The application for a visa goes as follows:

  1. Make an appointment at the visa center in New Zealand. You must contact a local visa application center in your home country and make an appointment to submit your application. It may take several months to schedule a meeting with the embassy or consulate.
  2. Get your documents ready. To submit a successful application, you have to prepare the required documents for your visa, i.e., passport, application form, health insurance, etc. Some of your documents must be verified with an apostille stamp or certified by a foreign office.
  3. Submit your application. Finally, you can submit your application and attend the visa interview—you may also be required to submit your biometrics. Once you translate your documents as required by the embassy or consulate and verify them with an apostille stamp— if possible, then you can submit your application. From then it will take several weeks until a decision is made regarding your visa application.

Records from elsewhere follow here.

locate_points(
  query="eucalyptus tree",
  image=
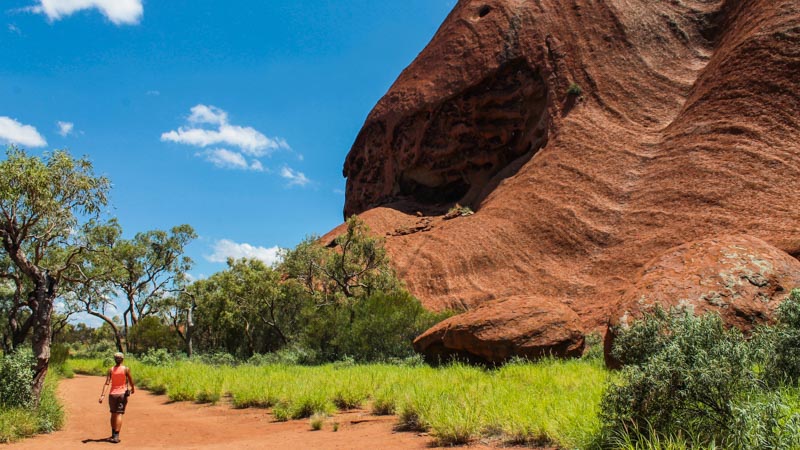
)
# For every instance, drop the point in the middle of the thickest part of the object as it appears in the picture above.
(142, 273)
(48, 207)
(13, 306)
(355, 265)
(149, 269)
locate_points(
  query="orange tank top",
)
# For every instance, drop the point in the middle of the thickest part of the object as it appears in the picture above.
(118, 380)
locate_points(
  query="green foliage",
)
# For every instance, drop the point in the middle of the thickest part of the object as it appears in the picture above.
(17, 423)
(551, 402)
(157, 357)
(49, 208)
(780, 344)
(151, 333)
(247, 310)
(689, 376)
(575, 90)
(459, 211)
(16, 376)
(218, 359)
(319, 305)
(385, 325)
(317, 420)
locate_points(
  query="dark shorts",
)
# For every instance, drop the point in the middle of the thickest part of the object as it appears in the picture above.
(117, 403)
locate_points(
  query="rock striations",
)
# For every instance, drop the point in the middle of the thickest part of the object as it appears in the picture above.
(589, 137)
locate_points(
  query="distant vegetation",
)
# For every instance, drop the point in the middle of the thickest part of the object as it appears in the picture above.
(552, 401)
(575, 90)
(330, 328)
(691, 382)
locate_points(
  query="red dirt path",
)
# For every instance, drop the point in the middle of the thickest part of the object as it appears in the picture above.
(153, 423)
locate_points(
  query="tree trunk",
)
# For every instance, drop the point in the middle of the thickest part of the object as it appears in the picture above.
(44, 296)
(189, 329)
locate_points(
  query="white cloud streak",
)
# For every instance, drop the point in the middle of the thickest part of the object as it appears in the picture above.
(225, 248)
(249, 140)
(295, 178)
(65, 128)
(119, 12)
(226, 159)
(14, 132)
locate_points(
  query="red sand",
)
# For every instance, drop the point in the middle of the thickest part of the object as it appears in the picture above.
(152, 422)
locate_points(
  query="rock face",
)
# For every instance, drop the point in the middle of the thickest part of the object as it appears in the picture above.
(524, 326)
(741, 278)
(688, 127)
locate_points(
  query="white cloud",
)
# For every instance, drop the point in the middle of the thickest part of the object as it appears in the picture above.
(120, 12)
(226, 159)
(208, 114)
(225, 248)
(65, 128)
(16, 133)
(295, 178)
(249, 140)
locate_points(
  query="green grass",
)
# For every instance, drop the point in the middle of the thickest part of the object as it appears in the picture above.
(550, 402)
(19, 423)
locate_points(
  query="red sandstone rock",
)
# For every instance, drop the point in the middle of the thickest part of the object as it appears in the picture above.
(688, 127)
(741, 278)
(524, 326)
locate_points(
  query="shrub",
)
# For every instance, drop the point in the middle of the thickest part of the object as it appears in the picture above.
(16, 378)
(157, 357)
(688, 375)
(779, 344)
(458, 211)
(384, 326)
(218, 359)
(317, 420)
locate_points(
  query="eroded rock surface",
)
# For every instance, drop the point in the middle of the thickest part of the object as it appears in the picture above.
(688, 127)
(523, 326)
(741, 278)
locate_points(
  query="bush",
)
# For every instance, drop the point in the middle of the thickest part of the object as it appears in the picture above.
(292, 355)
(574, 89)
(219, 359)
(688, 375)
(157, 357)
(384, 326)
(17, 423)
(779, 344)
(16, 378)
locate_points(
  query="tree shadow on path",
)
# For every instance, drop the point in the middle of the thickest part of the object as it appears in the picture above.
(103, 440)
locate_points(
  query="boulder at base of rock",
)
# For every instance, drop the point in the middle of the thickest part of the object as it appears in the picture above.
(524, 326)
(742, 278)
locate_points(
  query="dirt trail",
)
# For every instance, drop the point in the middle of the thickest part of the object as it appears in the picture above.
(153, 423)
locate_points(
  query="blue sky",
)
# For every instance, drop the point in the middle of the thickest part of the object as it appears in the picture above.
(234, 117)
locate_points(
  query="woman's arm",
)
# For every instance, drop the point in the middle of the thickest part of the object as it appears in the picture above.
(130, 379)
(103, 392)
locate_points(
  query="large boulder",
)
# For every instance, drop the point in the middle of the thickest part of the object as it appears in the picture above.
(520, 326)
(739, 277)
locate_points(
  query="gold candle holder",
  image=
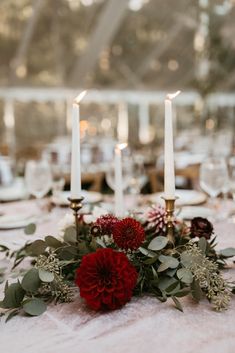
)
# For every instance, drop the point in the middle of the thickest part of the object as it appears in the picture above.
(170, 208)
(76, 205)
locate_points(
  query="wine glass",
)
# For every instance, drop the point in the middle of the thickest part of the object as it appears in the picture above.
(231, 166)
(126, 174)
(58, 182)
(213, 177)
(38, 178)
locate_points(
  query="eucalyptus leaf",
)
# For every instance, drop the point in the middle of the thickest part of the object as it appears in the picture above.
(185, 259)
(162, 267)
(66, 255)
(30, 229)
(185, 275)
(34, 307)
(151, 260)
(173, 288)
(202, 244)
(14, 295)
(45, 276)
(11, 314)
(70, 235)
(158, 243)
(196, 291)
(166, 282)
(228, 252)
(177, 304)
(182, 292)
(31, 281)
(171, 261)
(147, 252)
(171, 272)
(37, 248)
(52, 242)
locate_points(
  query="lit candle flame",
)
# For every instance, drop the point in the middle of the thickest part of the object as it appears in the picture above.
(121, 146)
(172, 95)
(80, 97)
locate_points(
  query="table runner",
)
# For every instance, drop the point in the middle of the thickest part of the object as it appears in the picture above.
(143, 325)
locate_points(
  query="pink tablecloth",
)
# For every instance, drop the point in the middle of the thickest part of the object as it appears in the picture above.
(143, 325)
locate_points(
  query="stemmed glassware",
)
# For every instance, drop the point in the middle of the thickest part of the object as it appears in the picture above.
(214, 177)
(126, 174)
(38, 178)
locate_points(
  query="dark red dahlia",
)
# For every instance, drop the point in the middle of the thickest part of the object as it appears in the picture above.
(128, 234)
(201, 227)
(104, 225)
(106, 279)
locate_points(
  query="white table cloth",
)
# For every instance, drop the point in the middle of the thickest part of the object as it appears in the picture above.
(143, 325)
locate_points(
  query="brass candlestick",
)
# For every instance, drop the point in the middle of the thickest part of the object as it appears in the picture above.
(170, 208)
(76, 205)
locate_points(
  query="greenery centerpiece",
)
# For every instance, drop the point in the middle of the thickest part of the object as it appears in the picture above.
(115, 259)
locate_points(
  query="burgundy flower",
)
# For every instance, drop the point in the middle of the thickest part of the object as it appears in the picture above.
(106, 279)
(128, 234)
(104, 225)
(201, 227)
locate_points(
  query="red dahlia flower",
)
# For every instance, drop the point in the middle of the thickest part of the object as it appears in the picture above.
(106, 279)
(128, 234)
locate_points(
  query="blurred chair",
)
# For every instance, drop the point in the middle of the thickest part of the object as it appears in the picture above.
(186, 178)
(90, 181)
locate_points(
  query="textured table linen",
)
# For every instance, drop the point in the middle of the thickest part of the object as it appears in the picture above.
(143, 325)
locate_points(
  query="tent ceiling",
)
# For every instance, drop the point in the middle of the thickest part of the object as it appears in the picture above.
(124, 44)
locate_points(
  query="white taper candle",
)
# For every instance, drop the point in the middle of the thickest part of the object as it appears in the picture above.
(75, 150)
(169, 168)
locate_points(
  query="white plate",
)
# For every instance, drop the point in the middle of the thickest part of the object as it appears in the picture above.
(15, 221)
(89, 197)
(14, 192)
(185, 197)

Please note that if you have a valid visa that allows you to enter more than one country, you don’t have to apply for a new visa.

What Documents Do New Zealand Citizens Need to Apply for a Visa?

New Zealand citizens that want to visit countries that require them to apply for a visa beforehand need to submit a few documents. Depending on the country you want to visit, document requirements may vary. However, most countries will certainly require the following:

  • Your valid New Zealand passport (plus a photocopy). Some countries require the passport to be valid for more than six months after the day you plan on departing their country.
  • A filled visa application form.
  • Passport pictures that are not older than six months.
  • Travel health insurance that covers your entire period of stay.
  • Proof of paid visa fee.
  • Detailed travel itinerary that shows all the places you want to visit.
  • Letter of invitation (if applicable)
  • Proof of booked return ticket for the flight home.
  • Proof of booked accommodation.
  • Proof that you have sufficient funds to cover your visit
  • Civil status documents (marriage papers, certificates of birth, etc.)